そんな僕がロヒンギャの村々を訪ねることになったのは、運良く「バイクでラカイン州に行ける」という情報を得られたからだし、そのバイクであちこち自由に走り回れたからだ。僕はいつもと同じようなスタンスで、いつもと同じような距離感で、ロヒンギャの人々に出会い、写真を撮ることができた。
そこで彼らの現実を知り、愕然とすることになる。市民権を持たない「捨てられた民」であるロヒンギャたちが置かれている理不尽な状況に、強い憤りを感じることになる。
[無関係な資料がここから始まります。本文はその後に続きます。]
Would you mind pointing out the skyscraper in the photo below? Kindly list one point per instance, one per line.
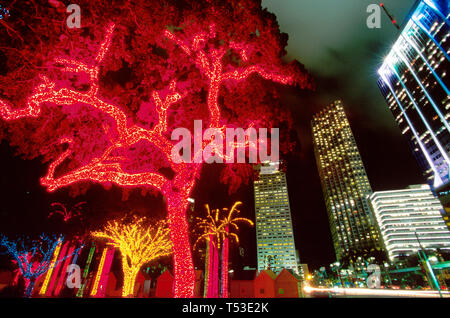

ロヒンギャの人々は暴力と差別に屈しない強さを持っていた。黙々と畑を耕し、種をまき、ため池に網を投げていた。そうやって日々を生き抜く人々の姿を、僕は写真に撮り続けた。
6月25日に渋谷で行う「帰国報告会」では、ロヒンギャの暮らしぶりについて詳しくお話しします。
ロヒンギャの男が、ピーナッツを植えるために畑に杭で穴を開けていた。市民権のないロヒンギャの人々は、村の外へ出ることができないから、農業しか生きていく道がない。畑を耕し、種を植える。昔ながらの暮らしを続けるしかないのだ。
村に住む少女。ボーイッシュな髪型と強い意志を感じさせる瞳が印象的だった。
ロヒンギャの少年が網を投げて魚を捕まえていた。乾季である11月は池の水位が低く、体長2,3センチの小魚しかいない。それでも夕食の足しになればと、毎日こうして網を投げているという。
ロヒンギャの村を訪れると、たちまち子供たちの笑顔に囲まれた。珍しい外国人に屈託のない笑顔を見せてくれる様子は、好奇心が強いバングラデシュの子供たちとそっくりだった。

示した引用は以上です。